I don’t think I realized just how much I was restricting my own strength, but my coach was right. Energy is finite, and I was using far too much of it to build walls in an attempt to hide who I was. 

I could think of a thousand other things more worthy of my energy, and I owed it to both the world and myself to use that limited resource more wisely.

I came out publicly in a social media post last November, finally freeing myself of the weight I’d been carrying. Putting those words out into the world was pretty scary, but the response was better than I could have hoped for. 

I know for certain that my experience of coming out would have been very different had I done it a decade ago. Attitudes towards the LGBTQ+ community have come so far just in the last few years. 

I never worried that being honest about my sexuality would negatively affect my career. 

While I was certainly nervous about how some people would react, I knew that by and large the response would be positive. So much of that is because of those in the LGBTQ+ community who came before me; those who fought for the rights that I take for granted, and who dared to be out when the world was less tolerant. 

This is why I believe visibility is so important. 

The more coming out stories we hear, the more loving and accepting this world becomes.

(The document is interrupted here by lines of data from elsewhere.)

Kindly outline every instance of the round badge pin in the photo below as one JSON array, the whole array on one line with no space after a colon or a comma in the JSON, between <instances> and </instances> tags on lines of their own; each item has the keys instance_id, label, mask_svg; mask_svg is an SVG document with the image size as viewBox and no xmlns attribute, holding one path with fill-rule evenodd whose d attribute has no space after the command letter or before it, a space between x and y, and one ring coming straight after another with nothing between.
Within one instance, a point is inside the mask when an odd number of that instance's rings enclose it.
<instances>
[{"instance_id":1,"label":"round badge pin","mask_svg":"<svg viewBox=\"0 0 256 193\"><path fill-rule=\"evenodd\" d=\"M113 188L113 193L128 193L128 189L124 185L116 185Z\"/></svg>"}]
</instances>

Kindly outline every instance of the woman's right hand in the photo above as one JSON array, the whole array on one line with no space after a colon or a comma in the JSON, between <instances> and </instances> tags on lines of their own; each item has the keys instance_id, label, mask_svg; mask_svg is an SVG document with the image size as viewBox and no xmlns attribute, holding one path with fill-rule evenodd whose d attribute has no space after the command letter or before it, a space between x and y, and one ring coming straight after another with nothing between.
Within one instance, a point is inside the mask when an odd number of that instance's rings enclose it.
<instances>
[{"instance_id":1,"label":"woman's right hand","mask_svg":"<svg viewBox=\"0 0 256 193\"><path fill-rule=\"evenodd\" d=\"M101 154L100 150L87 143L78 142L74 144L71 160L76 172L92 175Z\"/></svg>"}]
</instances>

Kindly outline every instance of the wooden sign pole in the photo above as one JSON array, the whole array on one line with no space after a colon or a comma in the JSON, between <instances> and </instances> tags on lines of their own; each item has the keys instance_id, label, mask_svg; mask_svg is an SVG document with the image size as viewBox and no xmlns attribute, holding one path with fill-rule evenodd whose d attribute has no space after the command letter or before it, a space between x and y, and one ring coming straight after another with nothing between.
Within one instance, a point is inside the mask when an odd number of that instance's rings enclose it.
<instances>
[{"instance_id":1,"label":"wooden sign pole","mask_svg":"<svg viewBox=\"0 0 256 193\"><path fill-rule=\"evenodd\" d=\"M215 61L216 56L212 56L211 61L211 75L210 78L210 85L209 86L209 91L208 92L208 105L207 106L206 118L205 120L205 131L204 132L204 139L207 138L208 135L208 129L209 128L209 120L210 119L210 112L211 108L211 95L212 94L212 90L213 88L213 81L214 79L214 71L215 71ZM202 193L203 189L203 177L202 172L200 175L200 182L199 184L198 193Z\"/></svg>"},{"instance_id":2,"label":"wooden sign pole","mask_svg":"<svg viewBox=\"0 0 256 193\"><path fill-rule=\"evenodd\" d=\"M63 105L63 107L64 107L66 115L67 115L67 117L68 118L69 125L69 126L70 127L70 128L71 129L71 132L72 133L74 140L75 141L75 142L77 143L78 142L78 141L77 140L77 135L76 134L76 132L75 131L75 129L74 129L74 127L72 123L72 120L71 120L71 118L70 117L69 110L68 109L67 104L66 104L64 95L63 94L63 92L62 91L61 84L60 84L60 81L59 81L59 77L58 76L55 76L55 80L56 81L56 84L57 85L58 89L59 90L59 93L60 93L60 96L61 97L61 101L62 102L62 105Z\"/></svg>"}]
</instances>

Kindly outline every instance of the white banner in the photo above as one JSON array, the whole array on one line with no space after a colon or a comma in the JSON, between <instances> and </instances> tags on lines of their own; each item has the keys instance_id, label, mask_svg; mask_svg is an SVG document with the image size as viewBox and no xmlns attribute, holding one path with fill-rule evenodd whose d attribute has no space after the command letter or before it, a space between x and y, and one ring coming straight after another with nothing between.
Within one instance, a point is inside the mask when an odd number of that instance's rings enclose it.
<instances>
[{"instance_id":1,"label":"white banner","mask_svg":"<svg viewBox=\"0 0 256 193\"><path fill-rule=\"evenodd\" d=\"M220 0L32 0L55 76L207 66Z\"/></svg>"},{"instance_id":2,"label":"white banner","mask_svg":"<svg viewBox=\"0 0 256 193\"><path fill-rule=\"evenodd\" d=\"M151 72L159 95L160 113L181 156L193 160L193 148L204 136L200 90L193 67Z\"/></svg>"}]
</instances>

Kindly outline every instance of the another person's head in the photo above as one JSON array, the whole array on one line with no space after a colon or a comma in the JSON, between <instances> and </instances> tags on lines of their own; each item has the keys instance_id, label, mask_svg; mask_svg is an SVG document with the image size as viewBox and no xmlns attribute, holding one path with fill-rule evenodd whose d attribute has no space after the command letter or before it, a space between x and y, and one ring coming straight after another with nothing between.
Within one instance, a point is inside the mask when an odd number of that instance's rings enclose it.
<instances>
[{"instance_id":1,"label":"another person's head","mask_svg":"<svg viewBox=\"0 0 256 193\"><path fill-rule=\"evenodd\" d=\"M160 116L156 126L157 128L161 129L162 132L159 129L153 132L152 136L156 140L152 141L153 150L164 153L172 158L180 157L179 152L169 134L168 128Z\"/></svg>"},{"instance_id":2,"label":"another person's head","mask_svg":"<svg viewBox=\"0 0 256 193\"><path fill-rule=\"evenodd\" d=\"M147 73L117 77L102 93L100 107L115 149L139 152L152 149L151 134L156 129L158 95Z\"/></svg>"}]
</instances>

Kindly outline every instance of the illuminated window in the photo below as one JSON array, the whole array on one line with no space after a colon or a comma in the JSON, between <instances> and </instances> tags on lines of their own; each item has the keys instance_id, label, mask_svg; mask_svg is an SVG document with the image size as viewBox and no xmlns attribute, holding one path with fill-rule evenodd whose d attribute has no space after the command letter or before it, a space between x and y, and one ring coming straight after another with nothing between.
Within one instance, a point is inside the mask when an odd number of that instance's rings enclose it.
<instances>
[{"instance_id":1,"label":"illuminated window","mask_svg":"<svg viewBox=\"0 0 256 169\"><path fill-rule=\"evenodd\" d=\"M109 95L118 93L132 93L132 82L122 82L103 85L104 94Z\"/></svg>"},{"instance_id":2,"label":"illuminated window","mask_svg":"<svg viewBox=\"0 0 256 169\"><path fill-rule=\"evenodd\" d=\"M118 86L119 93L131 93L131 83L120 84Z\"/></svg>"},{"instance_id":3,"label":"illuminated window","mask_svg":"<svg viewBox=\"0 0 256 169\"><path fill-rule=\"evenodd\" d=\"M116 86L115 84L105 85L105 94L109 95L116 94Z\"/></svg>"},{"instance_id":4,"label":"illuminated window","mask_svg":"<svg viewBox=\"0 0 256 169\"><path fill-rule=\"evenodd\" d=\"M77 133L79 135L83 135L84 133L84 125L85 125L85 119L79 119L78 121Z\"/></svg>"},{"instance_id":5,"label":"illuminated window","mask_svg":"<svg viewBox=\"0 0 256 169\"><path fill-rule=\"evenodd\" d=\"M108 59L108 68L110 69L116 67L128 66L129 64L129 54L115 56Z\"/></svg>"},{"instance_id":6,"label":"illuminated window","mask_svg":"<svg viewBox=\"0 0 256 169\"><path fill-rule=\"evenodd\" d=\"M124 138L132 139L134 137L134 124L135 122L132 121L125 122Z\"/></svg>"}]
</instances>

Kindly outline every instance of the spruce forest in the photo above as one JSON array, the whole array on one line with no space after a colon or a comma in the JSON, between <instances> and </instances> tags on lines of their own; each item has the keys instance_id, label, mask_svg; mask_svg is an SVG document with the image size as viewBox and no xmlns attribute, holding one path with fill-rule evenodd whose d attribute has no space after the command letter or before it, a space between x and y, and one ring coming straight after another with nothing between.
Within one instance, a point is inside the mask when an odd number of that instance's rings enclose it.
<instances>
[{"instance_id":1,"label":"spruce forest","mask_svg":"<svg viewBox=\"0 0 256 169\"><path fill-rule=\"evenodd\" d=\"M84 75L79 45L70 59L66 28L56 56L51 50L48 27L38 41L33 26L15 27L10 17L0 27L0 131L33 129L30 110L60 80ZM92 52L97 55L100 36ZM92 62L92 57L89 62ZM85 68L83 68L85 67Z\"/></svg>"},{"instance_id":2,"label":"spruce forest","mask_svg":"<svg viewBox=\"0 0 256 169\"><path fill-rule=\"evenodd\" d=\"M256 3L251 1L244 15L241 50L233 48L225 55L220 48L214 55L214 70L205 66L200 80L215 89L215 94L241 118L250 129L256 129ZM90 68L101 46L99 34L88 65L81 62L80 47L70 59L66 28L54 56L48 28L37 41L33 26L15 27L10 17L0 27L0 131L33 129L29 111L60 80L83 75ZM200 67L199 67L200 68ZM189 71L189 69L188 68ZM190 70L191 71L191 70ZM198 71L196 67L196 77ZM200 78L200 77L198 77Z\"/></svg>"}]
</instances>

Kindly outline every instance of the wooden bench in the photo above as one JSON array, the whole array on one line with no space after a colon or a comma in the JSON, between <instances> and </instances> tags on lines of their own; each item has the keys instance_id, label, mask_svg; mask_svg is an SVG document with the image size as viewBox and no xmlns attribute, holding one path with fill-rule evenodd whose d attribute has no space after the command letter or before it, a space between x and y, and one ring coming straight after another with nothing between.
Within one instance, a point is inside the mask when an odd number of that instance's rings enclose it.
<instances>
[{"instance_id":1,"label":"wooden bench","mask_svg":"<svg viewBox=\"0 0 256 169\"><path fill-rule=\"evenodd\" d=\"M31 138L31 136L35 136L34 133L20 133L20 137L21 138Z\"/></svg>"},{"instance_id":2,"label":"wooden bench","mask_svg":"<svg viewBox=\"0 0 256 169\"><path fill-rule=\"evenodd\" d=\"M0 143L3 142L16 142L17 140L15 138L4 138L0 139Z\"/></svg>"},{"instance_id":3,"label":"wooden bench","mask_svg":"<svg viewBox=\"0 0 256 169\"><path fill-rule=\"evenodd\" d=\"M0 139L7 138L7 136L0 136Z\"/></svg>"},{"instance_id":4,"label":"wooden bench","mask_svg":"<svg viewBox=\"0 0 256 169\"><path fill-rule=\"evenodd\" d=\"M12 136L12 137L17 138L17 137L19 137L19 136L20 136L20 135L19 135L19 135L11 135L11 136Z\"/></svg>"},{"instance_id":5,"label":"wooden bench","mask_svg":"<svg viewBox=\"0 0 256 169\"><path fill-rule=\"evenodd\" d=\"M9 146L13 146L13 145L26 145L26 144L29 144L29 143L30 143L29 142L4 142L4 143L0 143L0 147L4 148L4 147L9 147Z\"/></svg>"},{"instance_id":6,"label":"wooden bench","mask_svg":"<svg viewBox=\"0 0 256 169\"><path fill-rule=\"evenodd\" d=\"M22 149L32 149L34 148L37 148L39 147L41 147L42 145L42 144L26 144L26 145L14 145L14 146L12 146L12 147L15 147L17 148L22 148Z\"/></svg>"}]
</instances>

I know there are a lot of people who say that sexuality has no place in sport; that the press should stop sensationalizing who we love and simply focus on the game. To those people let me say this: it was by seeing openly gay athletes that I’ve been able to work through my shame and insecurities and accept who I am. 

It was by sharing my own story that I’ve been able to help others come to terms with the parts of themselves that have caused them pain and confusion. 

It was by being welcomed into this community that I finally understand why Pride month has the name that it does.

Now, for the first time in my life, I’m proud to be gay.